LDA is a generative model that represents documents as a mixture of topics that each have their own probability distribution of possible words.
The “Dirichlet” distribution is simply a distribution of distributions. In LDA, documents are distributions of topics that are distributions of words.
Latent Dirichlet Allocation (LDA)
The purpose of LDA is to map each document in our corpus to a set of topics that covers a good deal of words in the document.
What LDA does in order to map the documents to a list of topics is: assign topics to the arrangement of words.
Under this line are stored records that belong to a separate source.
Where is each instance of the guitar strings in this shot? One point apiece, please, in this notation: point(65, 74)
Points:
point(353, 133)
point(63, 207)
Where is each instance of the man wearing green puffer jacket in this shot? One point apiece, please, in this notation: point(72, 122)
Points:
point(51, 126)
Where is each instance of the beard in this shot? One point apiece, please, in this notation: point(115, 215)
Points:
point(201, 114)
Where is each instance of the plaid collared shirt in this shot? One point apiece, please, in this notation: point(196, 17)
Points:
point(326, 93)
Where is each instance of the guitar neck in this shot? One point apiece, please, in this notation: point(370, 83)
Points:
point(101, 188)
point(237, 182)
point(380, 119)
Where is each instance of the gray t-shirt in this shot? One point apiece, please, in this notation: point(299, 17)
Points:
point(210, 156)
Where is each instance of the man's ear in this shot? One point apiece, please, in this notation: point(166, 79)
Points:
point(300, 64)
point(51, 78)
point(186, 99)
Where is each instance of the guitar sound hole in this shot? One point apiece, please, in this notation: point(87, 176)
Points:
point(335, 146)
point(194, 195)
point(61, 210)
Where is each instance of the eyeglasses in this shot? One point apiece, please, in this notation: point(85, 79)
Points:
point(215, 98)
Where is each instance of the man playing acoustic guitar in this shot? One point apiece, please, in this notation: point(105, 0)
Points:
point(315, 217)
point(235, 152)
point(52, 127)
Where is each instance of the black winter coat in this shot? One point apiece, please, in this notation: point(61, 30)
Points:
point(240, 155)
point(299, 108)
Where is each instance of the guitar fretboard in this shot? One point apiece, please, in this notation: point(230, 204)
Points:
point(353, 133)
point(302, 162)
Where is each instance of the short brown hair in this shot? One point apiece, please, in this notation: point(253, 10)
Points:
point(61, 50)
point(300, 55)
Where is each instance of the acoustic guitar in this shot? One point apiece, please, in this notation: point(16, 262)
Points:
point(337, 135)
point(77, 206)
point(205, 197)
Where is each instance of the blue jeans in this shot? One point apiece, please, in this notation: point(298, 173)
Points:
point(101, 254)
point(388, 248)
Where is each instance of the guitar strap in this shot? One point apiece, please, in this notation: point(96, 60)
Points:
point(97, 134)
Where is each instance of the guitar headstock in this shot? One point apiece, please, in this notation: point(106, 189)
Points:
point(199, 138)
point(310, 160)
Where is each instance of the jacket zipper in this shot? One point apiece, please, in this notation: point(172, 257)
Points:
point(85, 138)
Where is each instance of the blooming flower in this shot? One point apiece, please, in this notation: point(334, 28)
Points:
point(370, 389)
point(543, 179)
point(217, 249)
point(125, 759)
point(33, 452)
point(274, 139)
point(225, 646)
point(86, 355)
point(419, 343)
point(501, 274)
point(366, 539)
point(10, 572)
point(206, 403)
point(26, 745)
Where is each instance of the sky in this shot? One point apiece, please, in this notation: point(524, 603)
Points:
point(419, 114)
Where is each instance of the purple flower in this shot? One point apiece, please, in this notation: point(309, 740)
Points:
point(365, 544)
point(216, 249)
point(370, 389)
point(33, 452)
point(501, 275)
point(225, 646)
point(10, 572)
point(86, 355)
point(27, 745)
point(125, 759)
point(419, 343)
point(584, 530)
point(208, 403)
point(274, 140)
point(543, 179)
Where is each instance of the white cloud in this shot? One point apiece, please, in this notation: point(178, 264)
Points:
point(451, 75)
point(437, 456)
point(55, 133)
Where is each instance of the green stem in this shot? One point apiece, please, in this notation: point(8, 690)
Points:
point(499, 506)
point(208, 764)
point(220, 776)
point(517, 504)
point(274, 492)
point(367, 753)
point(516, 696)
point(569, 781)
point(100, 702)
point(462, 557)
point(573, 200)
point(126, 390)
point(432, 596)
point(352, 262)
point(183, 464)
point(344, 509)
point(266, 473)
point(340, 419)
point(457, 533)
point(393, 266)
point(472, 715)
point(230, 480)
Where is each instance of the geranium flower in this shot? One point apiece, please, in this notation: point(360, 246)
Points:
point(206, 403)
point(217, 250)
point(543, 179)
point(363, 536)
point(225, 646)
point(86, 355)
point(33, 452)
LDA assumes that each document k is generated by:
-
From our Dirichlet distribution for k, sample a random distribution of topics. That is, pick a place on that triangle that is associated with a certain probability of generating each topic. If we choose a place very close to the “sports article” edge, we have a higher probability of picking “sports article”. The probability of picking a particular place on the triangle is described by the pdf of the Dirichlet distribution (the placement of the purple mound).
-
For each topic, pick a distribution of words for that topic from the Dirichlet for that topic.
-
For each word in document k,
-
From the distribution of topics selected for k, sample a topic, like “sports article”.
-
From the distribution selected for “sports article”, pick the current word.